“The End of the Story? Narrative Openness in Life and Death”
“The End of the Story? Narrative Openness in Life and Death” – Dr. Bill Randall Delivers John McKendy Lecture
Brian Mulroney Hall, Room 101
Dr. Bill Randall will deliver the John McKendy Memorial Lecture on November 7 at 7pm in Brian Mulroney Hall, Room 101.
“Few topics intrigue us more than Death,” Randall said. “Yet few topics are more taboo – not unlike aging, with which, in many people’s minds, it can seem synonymous. But just as a narrative perspective on aging enables us to envision its more positive potentials in terms of, say, meaning, wisdom, and spirituality, so a narrative perspective can shed a more redemptive light on Death, presumably the final event in “the story” of our lives.”
Drawing on insights from psychology, gerontology, cosmology, theology, and literary theory (e.g., concerning the ambiguous nature of endings in both fiction and autobiography), Dr. Randall will use the concept of Narrative Openness to entertain alternative, and ultimately enticing, ways of storying the so-called end of life.
Bill Randall is Professor of Gerontology at St. Thomas University. A native of rural New Brunswick with degrees from Harvard, Princeton Seminary, and the University of Toronto, he has taught at STU since 1995, after serving as a minister with the United Church of Canada for 11 years.
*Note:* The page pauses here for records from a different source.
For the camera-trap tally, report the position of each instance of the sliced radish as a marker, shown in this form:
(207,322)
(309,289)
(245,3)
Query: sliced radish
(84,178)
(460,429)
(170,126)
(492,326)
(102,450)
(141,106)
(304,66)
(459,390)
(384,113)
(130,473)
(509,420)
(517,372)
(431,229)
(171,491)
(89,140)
With Gary Kenyon, Elizabeth McKim, and others, both at STU and worldwide, he has played a key role in the development of a unique approach to the study of aging known as Narrative Gerontology. He has over 60 publications on this and related topics, and is author, co-author, or co-editor of 8 books, including The Stories We Are (1995/2014); Reading Our Lives (2008); Storying Later Life (2011); and The Narrative Complexity of Ordinary Life: Tales from the Coffee Shop (2015). His growing interest in resilience and spirituality in later life and the value of “narrative care” in promoting them both is reflected in his most recent book, entitled: In Our Stories Lies Our Strength: Aging, Spirituality, and Narrative (2019).